EGMR: D.J. v. Germany (no. 45953/10) – Continued execution of preventive detention based on an older psychiatric opinion

The applicant, D.J., is a German national who was born in 1952. At the time of lodging his application, he was detained in Berlin Tegel Prison. He now lives in Berlin. The case concerned an order for the continued execution of his preventive detention, which, he maintained, had been based on an old and insufficient psychiatric opinion.

D.J. was convicted of dangerous assault and sentenced to six years and six months’ imprisonment in October 1998 by the Berlin Regional Court, which found that he had stalked his former girlfriend and had eventually stabbed her with scissors with the intention of killing her. At the same time the court ordered his preventive detention. It considered that D.J., who had previously been convicted of similar offences, had a propensity to commit serious violent offences and was dangerous to the public. After having served his full term of imprisonment in February 2005, D.J. remained in detention without a formal decision of the courts because the proceedings were delayed. In June 2007 he was released after the Berlin Court of Appeal had decided that his continued preventive detention without a decision by the competent court was unlawful.

In July 2007 the Berlin Regional Court ordered the execution of his preventive detention, in accordance with the relevant provisions of the German Criminal Code, referring to the view of a psychotherapist and concluding that D.J. was still dangerous to the public. He remained at liberty while his appeal against the decision was pending. During that time, he found a flat and a job, and voluntarily started psychotherapy.

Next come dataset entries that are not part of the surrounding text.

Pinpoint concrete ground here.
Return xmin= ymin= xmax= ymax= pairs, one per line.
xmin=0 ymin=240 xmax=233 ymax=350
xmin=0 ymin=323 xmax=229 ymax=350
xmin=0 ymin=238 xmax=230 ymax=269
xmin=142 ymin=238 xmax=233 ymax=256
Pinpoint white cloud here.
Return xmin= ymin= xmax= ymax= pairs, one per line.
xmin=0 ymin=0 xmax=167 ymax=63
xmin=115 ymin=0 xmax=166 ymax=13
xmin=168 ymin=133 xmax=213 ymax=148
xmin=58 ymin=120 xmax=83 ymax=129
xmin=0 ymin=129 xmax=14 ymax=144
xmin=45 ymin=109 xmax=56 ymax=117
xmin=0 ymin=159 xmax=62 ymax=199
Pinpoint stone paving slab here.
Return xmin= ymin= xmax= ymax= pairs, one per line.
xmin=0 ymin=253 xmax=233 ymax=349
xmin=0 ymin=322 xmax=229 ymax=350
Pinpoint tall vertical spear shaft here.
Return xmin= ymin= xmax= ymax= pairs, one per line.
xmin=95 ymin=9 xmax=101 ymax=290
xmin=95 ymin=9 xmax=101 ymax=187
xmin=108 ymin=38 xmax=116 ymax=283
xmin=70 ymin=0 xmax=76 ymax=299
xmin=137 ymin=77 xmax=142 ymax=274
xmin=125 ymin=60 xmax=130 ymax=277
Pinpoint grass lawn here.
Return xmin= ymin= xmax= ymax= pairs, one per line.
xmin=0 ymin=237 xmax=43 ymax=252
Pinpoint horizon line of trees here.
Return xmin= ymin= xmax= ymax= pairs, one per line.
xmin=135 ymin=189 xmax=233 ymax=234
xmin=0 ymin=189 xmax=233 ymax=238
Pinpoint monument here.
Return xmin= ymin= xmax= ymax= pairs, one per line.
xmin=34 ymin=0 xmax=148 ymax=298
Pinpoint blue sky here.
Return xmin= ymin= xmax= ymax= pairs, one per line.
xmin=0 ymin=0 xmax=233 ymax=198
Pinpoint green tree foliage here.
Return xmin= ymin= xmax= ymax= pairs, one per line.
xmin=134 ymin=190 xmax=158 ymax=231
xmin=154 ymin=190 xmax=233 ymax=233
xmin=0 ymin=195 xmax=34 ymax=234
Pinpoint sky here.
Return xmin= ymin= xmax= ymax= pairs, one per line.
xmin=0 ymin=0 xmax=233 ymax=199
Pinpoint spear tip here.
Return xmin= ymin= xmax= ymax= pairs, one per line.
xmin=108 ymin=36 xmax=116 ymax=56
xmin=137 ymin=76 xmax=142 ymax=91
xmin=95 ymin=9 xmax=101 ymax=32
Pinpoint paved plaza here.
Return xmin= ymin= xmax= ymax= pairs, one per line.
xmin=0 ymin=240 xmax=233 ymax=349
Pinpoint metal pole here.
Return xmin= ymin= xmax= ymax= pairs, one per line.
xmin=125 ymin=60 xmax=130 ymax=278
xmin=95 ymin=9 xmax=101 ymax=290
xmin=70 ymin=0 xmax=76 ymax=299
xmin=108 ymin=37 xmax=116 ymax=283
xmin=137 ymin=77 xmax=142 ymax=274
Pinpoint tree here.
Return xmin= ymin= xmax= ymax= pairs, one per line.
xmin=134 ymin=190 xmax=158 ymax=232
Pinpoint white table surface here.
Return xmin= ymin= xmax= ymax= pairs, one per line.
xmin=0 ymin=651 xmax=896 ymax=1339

In May 2008, the Berlin Court of Appeal upheld the Regional Court’s decision, concluding that there was still a very high risk that D.J. would reoffend and commit serious offences. Following that decision, he voluntarily returned to prison. His constitutional complaint against the courts’ decision for his continued preventive detention was unsuccessful, and an application before the European Court of Human Rights in this context was declared inadmissible.

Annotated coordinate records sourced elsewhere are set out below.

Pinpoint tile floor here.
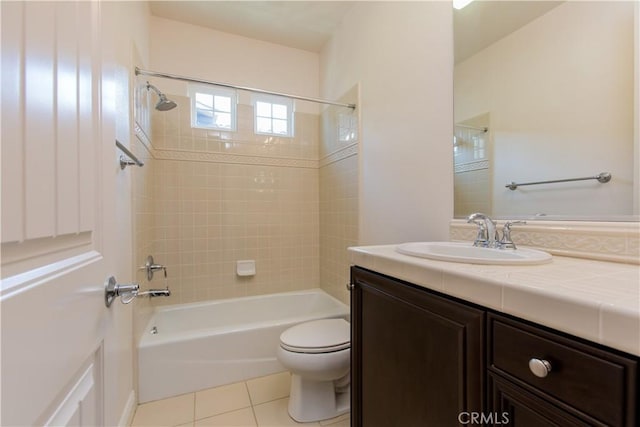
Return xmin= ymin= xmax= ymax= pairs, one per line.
xmin=131 ymin=372 xmax=350 ymax=427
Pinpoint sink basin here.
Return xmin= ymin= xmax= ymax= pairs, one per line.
xmin=396 ymin=242 xmax=551 ymax=265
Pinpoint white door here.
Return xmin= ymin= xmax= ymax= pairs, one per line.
xmin=0 ymin=1 xmax=124 ymax=426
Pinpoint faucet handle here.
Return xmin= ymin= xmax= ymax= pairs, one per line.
xmin=500 ymin=221 xmax=527 ymax=249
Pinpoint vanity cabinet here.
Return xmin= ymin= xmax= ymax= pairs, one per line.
xmin=351 ymin=268 xmax=485 ymax=427
xmin=351 ymin=267 xmax=640 ymax=427
xmin=487 ymin=313 xmax=638 ymax=427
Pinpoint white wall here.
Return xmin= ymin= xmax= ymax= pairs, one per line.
xmin=150 ymin=16 xmax=319 ymax=113
xmin=102 ymin=1 xmax=149 ymax=425
xmin=454 ymin=2 xmax=637 ymax=216
xmin=321 ymin=1 xmax=453 ymax=245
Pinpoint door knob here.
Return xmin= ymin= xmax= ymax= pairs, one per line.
xmin=529 ymin=357 xmax=551 ymax=378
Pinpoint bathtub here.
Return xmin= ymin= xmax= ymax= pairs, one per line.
xmin=138 ymin=289 xmax=349 ymax=403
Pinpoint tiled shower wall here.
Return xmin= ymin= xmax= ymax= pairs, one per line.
xmin=152 ymin=95 xmax=320 ymax=304
xmin=319 ymin=86 xmax=359 ymax=304
xmin=136 ymin=88 xmax=357 ymax=310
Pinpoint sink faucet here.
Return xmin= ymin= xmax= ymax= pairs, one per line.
xmin=467 ymin=212 xmax=498 ymax=248
xmin=498 ymin=221 xmax=527 ymax=249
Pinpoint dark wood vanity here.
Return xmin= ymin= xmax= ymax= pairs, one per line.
xmin=351 ymin=267 xmax=640 ymax=427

In its first periodic review proceedings, the Berlin Regional Court decided, in October 2009, that D.J. was to remain in preventive detention, finding that it could be reasonably expected that he would commit further offences if released. The court took into consideration a written statement of the prison authorities of March 2009 to the effect that he was not willing to work on his problems and refused any treatment in the detention centre. It also heard D.J. in September 2009, and it relied on two expert opinions dating from 2005 and 2006 respectively, while dismissing D.J.’s request for a new psychiatric expert opinion. At the same time, the court found that D.J. was to be allowed to continue his therapy with the external psychologist, who had treated him while at liberty, which he had not been authorised to pursue since his renewed preventive detention. The decision for his continued preventive detention was upheld by the Berlin Court of Appeal in March 2010. In June 2010 the Federal Constitutional Court declined to consider D.J.’s constitutional complaint against the decisions of the Regional Court and the Court of Appeal.

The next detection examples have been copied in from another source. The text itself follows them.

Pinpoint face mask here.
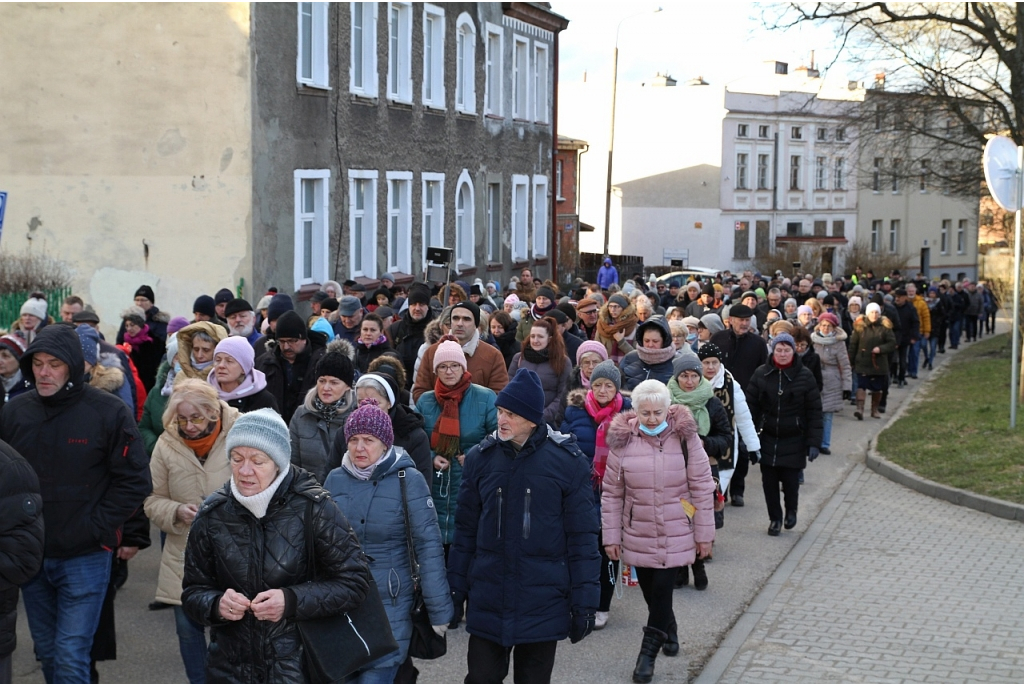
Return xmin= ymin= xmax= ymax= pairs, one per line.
xmin=640 ymin=421 xmax=669 ymax=437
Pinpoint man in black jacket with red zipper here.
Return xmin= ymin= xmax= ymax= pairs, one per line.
xmin=0 ymin=326 xmax=152 ymax=683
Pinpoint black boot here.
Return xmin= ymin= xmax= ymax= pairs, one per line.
xmin=633 ymin=626 xmax=669 ymax=683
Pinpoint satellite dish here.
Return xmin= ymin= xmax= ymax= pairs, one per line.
xmin=981 ymin=135 xmax=1021 ymax=212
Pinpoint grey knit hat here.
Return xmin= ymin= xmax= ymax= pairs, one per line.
xmin=227 ymin=409 xmax=292 ymax=471
xmin=590 ymin=359 xmax=623 ymax=392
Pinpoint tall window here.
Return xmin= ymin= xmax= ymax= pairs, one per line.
xmin=483 ymin=24 xmax=504 ymax=117
xmin=487 ymin=183 xmax=502 ymax=264
xmin=348 ymin=169 xmax=378 ymax=279
xmin=455 ymin=12 xmax=476 ymax=114
xmin=423 ymin=3 xmax=444 ymax=110
xmin=348 ymin=2 xmax=377 ymax=97
xmin=386 ymin=171 xmax=413 ymax=273
xmin=736 ymin=153 xmax=750 ymax=190
xmin=512 ymin=36 xmax=529 ymax=119
xmin=534 ymin=176 xmax=551 ymax=257
xmin=758 ymin=155 xmax=771 ymax=190
xmin=422 ymin=171 xmax=444 ymax=266
xmin=294 ymin=169 xmax=331 ymax=290
xmin=512 ymin=174 xmax=529 ymax=261
xmin=296 ymin=2 xmax=330 ymax=88
xmin=387 ymin=2 xmax=413 ymax=102
xmin=534 ymin=41 xmax=551 ymax=124
xmin=455 ymin=169 xmax=476 ymax=266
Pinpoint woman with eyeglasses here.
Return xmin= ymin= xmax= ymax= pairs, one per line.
xmin=144 ymin=378 xmax=240 ymax=683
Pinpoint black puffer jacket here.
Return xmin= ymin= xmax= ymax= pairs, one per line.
xmin=745 ymin=355 xmax=822 ymax=469
xmin=0 ymin=441 xmax=43 ymax=658
xmin=181 ymin=466 xmax=370 ymax=683
xmin=0 ymin=326 xmax=153 ymax=558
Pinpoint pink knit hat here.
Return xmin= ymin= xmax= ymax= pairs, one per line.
xmin=434 ymin=340 xmax=466 ymax=373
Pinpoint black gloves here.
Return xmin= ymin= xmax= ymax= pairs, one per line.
xmin=569 ymin=611 xmax=594 ymax=644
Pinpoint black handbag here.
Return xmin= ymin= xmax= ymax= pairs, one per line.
xmin=295 ymin=502 xmax=398 ymax=683
xmin=398 ymin=469 xmax=447 ymax=659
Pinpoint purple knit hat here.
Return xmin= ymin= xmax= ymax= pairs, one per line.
xmin=345 ymin=399 xmax=394 ymax=449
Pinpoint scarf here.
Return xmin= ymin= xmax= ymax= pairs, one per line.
xmin=125 ymin=324 xmax=153 ymax=349
xmin=430 ymin=371 xmax=473 ymax=460
xmin=637 ymin=345 xmax=676 ymax=367
xmin=228 ymin=469 xmax=289 ymax=518
xmin=669 ymin=378 xmax=715 ymax=435
xmin=178 ymin=419 xmax=220 ymax=464
xmin=585 ymin=390 xmax=623 ymax=489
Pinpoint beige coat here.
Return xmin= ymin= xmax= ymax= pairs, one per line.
xmin=144 ymin=401 xmax=240 ymax=604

D.J. was eventually released on parole in November 2013.

D.J. alleged in particular that the October 2009 order for the continued execution of his preventive detention, subsequently upheld by the German courts, had been in breach of Article 5 § 1 (a) (right to liberty and security), complaining that his detention had been based on an old and insufficient psychiatric expert opinion and that, previous to that order, he had not been authorised to continue therapy with the external therapist.